Long story short...DD is 2. DH is in premob training. He's been gone a few months (with a week in between). DD is really close with both of us. He was with her for the first year of her life when I was working (he had 24 hour shifts, so he was able to be with her.). When we knew this was approaching, I quit my job and have been with her (for about a year now).

She does remarkably well most days. She will ask about him, but talks about where he is and stuff about him and it seems to calm her. I don't work, so it is WAY too easy to be lax when it comes to schedule. We do have a loose routine, but it's hard to force myself to stick to (I do have a cleaning schedule, and we have a playgroup that we see at least once a week.). Also, I have kind of let myself go (not terribly bad, but still). I looked at myself one day, when we made appointments to get family pictures done during his upcoming leave, and I NEED to do something. So, we got a family membership to the YMCA. That gives us access to a lot of great programs. I've taken her to swimming there since she was about 6 months old. I was really excited to be able to use the Fitness Center and go to Zumba a few days a week each. I can do this because she can go to the Child Watch and there are people there to tend to her.

The first time she went in there, she ran to the toys without even saying goodbye to me. I was FINE with that. She had a little friend with her that didn't react so well to her mom leaving. The second time, she was a little nervous but the woman said she did great after about 2 mins of whining. The last time, she cried when I left (again, only for a minute or two...so I was told). Today, my sister and her gf (who she has been around and have sat with her a LOT), she cried when I was walking out the door.
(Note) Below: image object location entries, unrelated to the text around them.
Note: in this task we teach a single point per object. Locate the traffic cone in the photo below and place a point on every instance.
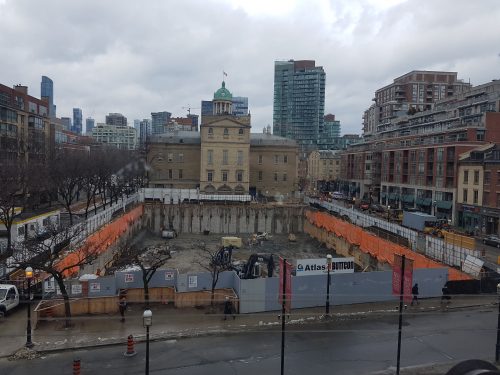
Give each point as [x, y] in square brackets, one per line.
[130, 347]
[76, 367]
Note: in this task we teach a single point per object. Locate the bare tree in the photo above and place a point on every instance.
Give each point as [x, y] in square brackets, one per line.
[10, 191]
[59, 252]
[215, 262]
[89, 182]
[66, 178]
[149, 259]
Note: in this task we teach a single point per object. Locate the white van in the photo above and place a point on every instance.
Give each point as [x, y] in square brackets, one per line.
[338, 195]
[9, 298]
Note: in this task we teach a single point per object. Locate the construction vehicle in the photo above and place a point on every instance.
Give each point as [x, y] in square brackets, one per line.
[231, 241]
[425, 223]
[437, 228]
[223, 257]
[252, 269]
The girls said she was fine by the time they heard me close the door downstairs. She has told me she does not want me to go to the gym, and has been particularly sad/missing her Poppa lately. She is very good about expressing these things to me (She told me this morning, "I'm really missing Poppa today.").

So, my question is...Am I doing the right thing? Am I throwing too much at her at once? I really want us both to be healthy and happy and for this deployment not to feel like a never ending hell stuck in this house. How can I help her? Any help would be greatly appreciated.